In the Buffyverse, generic old and magical was generally represented by  (bad) Latin and the really ancient tended to be Near Eastern/Egyptian which left little space for representations of classical Greece. Nonetheless, the Oracles in Angel look and feel Greek and are consulted in order to answer a question in very classical fashion (interestingly they are also able to turn back time before they are conveniently killed to prevent repeated use of this deus ex machina). In the Southern Vampire Novels there are fewer classical allusions but they are slightly more unusual – the rampant Maenad, Eric’s Roman vampire maker and the ‘Pythoness’ (“the [?] oracle Alexander consulted”). This oracle’s access to higher power is more uncertain but her role as judge of the Vampire Queen (authority over authority) is certainly out of respect for both her extreme age and her reputation as an oracle when she was turned.

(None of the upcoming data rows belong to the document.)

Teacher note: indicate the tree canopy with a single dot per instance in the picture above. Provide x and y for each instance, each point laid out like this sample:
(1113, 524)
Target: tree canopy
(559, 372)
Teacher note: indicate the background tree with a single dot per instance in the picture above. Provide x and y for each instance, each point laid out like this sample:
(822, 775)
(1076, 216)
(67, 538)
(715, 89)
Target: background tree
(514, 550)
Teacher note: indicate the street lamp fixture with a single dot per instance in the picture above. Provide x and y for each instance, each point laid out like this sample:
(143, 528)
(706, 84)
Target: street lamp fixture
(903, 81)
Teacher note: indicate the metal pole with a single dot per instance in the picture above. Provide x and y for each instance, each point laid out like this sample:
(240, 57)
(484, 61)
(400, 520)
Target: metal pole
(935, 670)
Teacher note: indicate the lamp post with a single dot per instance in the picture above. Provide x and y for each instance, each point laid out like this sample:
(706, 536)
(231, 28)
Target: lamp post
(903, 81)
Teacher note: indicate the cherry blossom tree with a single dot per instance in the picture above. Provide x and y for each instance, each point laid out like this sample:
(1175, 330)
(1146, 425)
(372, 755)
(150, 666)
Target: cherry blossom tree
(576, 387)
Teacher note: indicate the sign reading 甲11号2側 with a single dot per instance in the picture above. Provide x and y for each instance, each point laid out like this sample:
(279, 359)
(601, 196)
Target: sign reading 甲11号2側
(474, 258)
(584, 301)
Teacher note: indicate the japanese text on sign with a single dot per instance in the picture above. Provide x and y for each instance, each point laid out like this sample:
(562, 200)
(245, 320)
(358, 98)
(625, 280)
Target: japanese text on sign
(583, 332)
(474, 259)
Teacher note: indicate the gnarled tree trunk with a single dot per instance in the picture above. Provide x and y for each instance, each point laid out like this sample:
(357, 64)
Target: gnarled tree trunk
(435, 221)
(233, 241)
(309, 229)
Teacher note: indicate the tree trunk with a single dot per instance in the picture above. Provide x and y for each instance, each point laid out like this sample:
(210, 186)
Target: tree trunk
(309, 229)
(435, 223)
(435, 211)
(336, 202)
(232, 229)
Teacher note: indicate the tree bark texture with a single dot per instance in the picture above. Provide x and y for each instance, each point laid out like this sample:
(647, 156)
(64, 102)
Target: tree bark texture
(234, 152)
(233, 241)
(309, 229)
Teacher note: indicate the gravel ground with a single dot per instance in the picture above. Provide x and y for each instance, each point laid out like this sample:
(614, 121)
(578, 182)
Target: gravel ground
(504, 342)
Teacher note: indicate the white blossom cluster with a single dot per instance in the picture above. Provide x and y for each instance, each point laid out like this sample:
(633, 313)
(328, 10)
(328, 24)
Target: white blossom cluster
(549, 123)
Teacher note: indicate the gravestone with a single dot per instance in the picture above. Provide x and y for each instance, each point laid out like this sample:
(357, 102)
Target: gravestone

Thus Juliette argued that the Oracles offer an interesting and different connection to the ancient world and allow the worlds they inhabit a means to touch some kind of ancient tradition, authority and higher power separate to that of the Vampires themselves. Is the lesson that we don’t yet have any other non-christian models for authority be it in politics or our future?

Overall, the panel reflected a number of ways that modern social and political tastes can be reflected and echoed in well-known classical examples – not a surprise to Reception scholars but nonetheless it was interesting to see new connections.